Google might not be pushing forward with its augmented reality (AR) Glass eyewear, but that doesn’t mean the company has abandoned AR altogether. Case in point: Google Maps, which recently received a nifty AR Live View for walking directions. Here’s how to use it.
Live View: what it is
In Google Maps, Live View uses the magic of AR to impose directional information – like road names and upcoming turns – onto the real world using your device and its rear-facing camera. This means that when the mode is enabled, you can point your iPhone in the direction you’re walking and see exactly where you need to go.
For folks who struggle to translate information from 2D maps into reality – or fans of sci-fi futurism – this feature is a real gift.
How to enable Live View
Unsurprisingly, AR Mode only works for walking directions, which means you’ll need to set up a walking route in order to activate the mode.
To do so, launch Google Maps and tap the search bar at the top of the screen. Then find a location you’d like to walk to or from. Tap the Directions button in the bottom-left and the app should generate a walking route for you. (Using the text fields at the top of the screen, you can choose whether you’d like to walk from your current location or somewhere else).
So long as you’re at or near the start of your route, you should see an icon appear at the bottom of the screen marked Live View.

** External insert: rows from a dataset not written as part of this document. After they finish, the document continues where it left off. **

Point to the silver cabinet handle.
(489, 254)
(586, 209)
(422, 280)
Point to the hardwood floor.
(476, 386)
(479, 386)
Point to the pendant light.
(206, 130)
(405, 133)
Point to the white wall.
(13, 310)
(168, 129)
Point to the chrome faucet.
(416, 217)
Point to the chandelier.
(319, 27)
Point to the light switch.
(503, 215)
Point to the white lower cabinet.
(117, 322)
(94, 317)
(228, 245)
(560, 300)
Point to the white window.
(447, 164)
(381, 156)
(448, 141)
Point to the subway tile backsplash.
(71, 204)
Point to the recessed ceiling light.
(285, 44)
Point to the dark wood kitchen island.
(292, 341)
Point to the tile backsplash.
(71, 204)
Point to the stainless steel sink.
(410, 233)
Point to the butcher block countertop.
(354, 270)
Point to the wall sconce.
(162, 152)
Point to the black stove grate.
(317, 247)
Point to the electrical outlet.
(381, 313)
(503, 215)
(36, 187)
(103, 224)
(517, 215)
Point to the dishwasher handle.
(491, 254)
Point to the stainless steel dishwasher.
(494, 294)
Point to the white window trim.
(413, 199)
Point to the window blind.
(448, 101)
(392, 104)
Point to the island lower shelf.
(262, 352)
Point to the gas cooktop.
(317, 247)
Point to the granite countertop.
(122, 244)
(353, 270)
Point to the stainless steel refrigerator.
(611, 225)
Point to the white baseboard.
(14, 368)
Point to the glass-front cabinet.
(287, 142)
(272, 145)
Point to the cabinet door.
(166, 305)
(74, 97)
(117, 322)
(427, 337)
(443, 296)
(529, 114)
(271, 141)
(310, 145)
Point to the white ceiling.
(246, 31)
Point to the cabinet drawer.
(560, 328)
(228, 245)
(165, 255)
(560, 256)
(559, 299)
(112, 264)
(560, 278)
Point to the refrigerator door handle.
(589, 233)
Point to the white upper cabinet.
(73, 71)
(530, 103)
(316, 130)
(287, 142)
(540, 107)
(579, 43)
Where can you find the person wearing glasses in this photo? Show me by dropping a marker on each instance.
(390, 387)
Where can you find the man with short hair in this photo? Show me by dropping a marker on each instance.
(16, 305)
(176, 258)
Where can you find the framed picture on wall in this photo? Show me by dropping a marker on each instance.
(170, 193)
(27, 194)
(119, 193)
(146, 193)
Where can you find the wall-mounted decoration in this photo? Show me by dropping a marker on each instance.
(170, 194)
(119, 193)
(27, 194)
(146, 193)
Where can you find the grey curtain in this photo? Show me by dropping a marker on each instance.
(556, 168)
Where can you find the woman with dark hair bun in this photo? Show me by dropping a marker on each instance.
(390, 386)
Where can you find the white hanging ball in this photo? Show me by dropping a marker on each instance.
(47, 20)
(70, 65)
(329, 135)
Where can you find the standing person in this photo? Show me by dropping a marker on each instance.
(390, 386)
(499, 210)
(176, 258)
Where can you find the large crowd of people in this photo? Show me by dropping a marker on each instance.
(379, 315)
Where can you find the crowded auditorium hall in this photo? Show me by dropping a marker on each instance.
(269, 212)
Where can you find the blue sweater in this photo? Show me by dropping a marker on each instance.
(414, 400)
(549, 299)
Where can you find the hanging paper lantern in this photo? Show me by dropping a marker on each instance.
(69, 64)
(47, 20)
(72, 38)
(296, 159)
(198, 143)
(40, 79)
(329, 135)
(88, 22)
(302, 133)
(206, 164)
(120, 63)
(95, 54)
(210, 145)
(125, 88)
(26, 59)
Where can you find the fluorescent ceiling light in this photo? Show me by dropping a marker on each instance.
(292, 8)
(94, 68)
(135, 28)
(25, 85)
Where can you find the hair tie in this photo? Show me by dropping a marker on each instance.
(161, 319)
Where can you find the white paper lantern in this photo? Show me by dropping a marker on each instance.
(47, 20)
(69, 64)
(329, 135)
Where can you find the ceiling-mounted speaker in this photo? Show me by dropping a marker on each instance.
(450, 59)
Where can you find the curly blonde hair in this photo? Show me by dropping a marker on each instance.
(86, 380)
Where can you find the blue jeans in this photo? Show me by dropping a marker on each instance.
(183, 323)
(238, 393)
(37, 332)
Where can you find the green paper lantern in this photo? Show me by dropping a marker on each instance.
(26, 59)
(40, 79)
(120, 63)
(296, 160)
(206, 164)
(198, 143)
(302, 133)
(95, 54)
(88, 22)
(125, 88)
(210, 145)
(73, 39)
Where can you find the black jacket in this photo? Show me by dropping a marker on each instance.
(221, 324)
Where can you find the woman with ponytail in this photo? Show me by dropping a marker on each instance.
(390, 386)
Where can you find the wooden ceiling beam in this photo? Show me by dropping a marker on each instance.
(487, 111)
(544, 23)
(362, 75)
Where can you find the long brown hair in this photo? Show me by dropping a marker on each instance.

Tapping this icon activates AR mode.
From here, you’ll be able to look through your device’s viewfinder to see the “real” world, and you should find that directional information appears on-screen in the right place. Street names should pop-up and upcoming turns will appear in Google’s blue formatting. As you walk along, Live View will update its information accordingly, placing the right signs and directions in the proper place.
Live View will automatically switch off if you stop pointing the camera ahead and lower it to the ground.
It comes with a warning
Be warned, though, that Live View is currently in beta and might not be 100% accurate. Plus, you should of course take caution when using their device with Live View – especially if you’re walking in a traffic-heavy area.
After using Live View, users have the chance to offer feedback to Google. If you notice areas that need improving, go ahead and let the folks at the Googleplex know!
To use Live View, you’ll need a device compatible with ARKit and the area needs good Google Street View coverage. Luckily, these days that covers a decent proportion of devices and locations!